Dataset Topology Standard Backprop torch_dad Target Prop Dominance / Speed Δ
MNIST Medium (3 Layers) 1.06s (169k img/s) 0.52s (343k img/s) DAD +103% (2.03x) 🚀
FashionMNIST Wide (2 Layers) 1.40s (128k img/s) 0.41s (434k img/s) DAD +237% (3.37x) 🚀
CIFAR-10 Medium (3 Layers) 0.75s (199k img/s) 0.52s (287k img/s) DAD +44% (1.44x) 🚀

🔬 How It Works (Autograd Decoupling)

Under standard backpropagation, calculating gradients for a frozen feature backbone and its classifier requires a full sequential chain: $$\frac{\partial \mathcal{L}}{\partial W_i} = \frac{\partial \mathcal{L}}{\partial a_L} \cdot \frac{\partial a_L}{\partial a_{L-1}} \cdots \frac{\partial a_{i+1}}{\partial a_i} \cdot \frac{\partial a_i}{\partial W_i}$$

PyTorch must block standard execution threads, build a massive global backward graph, cache all intermediate activations in VRAM, and traverse the entire network sequentially.

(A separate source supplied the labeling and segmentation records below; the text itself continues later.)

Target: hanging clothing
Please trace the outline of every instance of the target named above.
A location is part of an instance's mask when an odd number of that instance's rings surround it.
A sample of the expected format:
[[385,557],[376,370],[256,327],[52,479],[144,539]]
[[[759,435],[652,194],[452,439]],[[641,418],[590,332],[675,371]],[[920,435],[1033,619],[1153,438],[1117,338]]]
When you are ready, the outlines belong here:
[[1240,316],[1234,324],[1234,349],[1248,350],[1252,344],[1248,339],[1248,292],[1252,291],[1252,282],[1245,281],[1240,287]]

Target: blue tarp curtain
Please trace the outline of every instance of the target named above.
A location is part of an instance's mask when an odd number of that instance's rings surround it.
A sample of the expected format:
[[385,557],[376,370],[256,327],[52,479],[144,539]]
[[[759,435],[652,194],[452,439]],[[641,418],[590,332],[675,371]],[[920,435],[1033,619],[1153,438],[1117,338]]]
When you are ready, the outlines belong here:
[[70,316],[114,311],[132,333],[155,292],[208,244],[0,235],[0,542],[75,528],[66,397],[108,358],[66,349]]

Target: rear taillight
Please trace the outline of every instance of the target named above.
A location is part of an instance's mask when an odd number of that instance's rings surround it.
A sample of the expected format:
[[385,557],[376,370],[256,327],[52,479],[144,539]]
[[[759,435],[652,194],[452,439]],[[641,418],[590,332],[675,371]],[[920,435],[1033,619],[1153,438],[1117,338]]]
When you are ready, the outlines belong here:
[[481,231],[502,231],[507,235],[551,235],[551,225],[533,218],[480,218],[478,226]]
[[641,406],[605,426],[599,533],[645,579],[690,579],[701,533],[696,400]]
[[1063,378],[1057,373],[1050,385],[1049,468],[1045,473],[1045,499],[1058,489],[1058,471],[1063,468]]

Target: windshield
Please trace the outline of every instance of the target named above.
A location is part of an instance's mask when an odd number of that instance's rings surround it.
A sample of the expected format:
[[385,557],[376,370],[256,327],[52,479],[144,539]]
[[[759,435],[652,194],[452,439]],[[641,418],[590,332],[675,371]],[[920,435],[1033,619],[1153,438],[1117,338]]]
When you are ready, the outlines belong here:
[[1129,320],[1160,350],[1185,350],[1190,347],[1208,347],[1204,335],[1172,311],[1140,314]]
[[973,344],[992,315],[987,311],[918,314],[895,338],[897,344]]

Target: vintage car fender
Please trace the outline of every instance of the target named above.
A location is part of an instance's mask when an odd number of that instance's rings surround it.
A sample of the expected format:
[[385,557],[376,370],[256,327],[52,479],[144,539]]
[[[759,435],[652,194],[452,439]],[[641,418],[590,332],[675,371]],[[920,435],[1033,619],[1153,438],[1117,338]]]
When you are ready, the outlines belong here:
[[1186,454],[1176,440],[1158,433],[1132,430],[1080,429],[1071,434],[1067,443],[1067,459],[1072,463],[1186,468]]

With torch_dad decoupled target propagation, each layer $i$ computes a local classifier alignment target $t_i$ using local activations: $$\mathcal{L}{local} = \text{Align}(f_i(a{i-1}), t_i)$$

  1. During forward(), DADAutogradFunction caches only the immediately preceding activations $a_{i-1}$ and exits the graph.
  2. During backward(), the layer computes its local analytical updates and updates its parameters in-place instantly on the GPU.
  3. By returning None for previous activations' gradients, it tells PyTorch's backward engine that the autograd path through the backbone is complete, immediately releasing standard activation VRAM pointers and cutting step training latency by up to 3.4x!